Hyperaldosteronism can be diagnosed with a suppressed renin (less than 1ng/mL/hr, though ideally less than 0.5 ng/mL/hr), and an elevated serum aldosterone level greater than 15 ng/dL. The ratio of elevated aldosterone to renin ration (ARR) needs to be at least 20:1; with the widely-accepted definition being and ARR > 30 ng/dL per ng/nL/h (Runder et al., 2016).
Some borderline scenarios exist. Suppressed renin with normal/low aldosterone can indicate some aldosterone excess either due to high salt intake or are highly salt-sensitive with a Liddle-like state.
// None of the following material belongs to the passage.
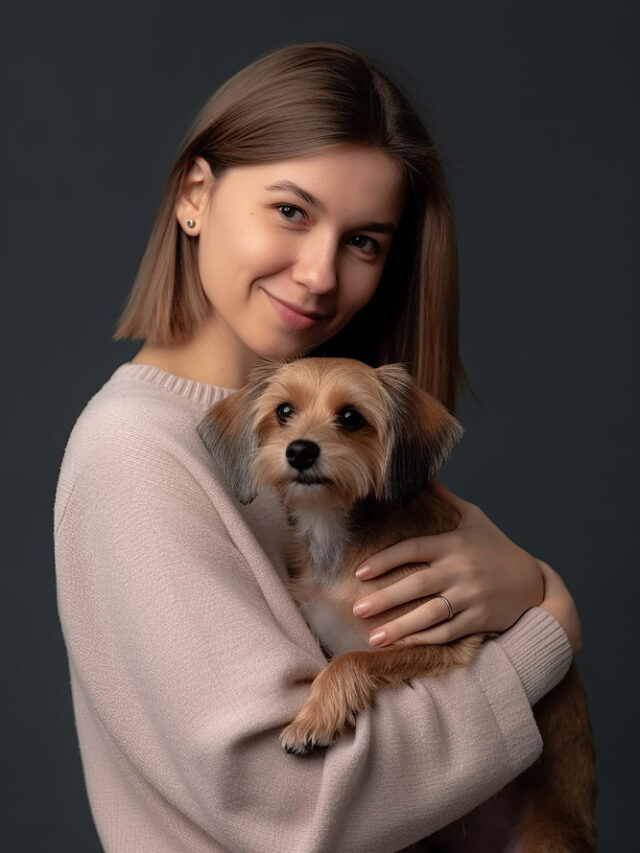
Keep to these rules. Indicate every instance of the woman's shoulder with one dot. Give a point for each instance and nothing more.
(135, 428)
In borderline cases, Dr. Cohen suggests repeating the test. If there have been multiple borderline results, check a 24 hour urine aldosterone.
Patients with hyperaldosteronism respond well to MRAs. But, remember to work up patients for an aldosterone secreting tumor or hypersecreting adrenal gland, because they may be surgical candidates. There is some evidence to suggest that there is decreased mortality in patients that have surgical correction of hyperaldosteronism compared to medical management (Samnani et al., 2024).
When should we refer a patient to a hypertension specialist?
If you have a patient with CKD and you are unsure as to whether it’s safe for them to receive an MRA, then a referral to nephrology is appropriate. Additionally, patients on 5 or more antihypertensives are also good candidates for referral. Get some of the workup done before referring (send a renin-aldosterone and check for obstructive sleep apnea).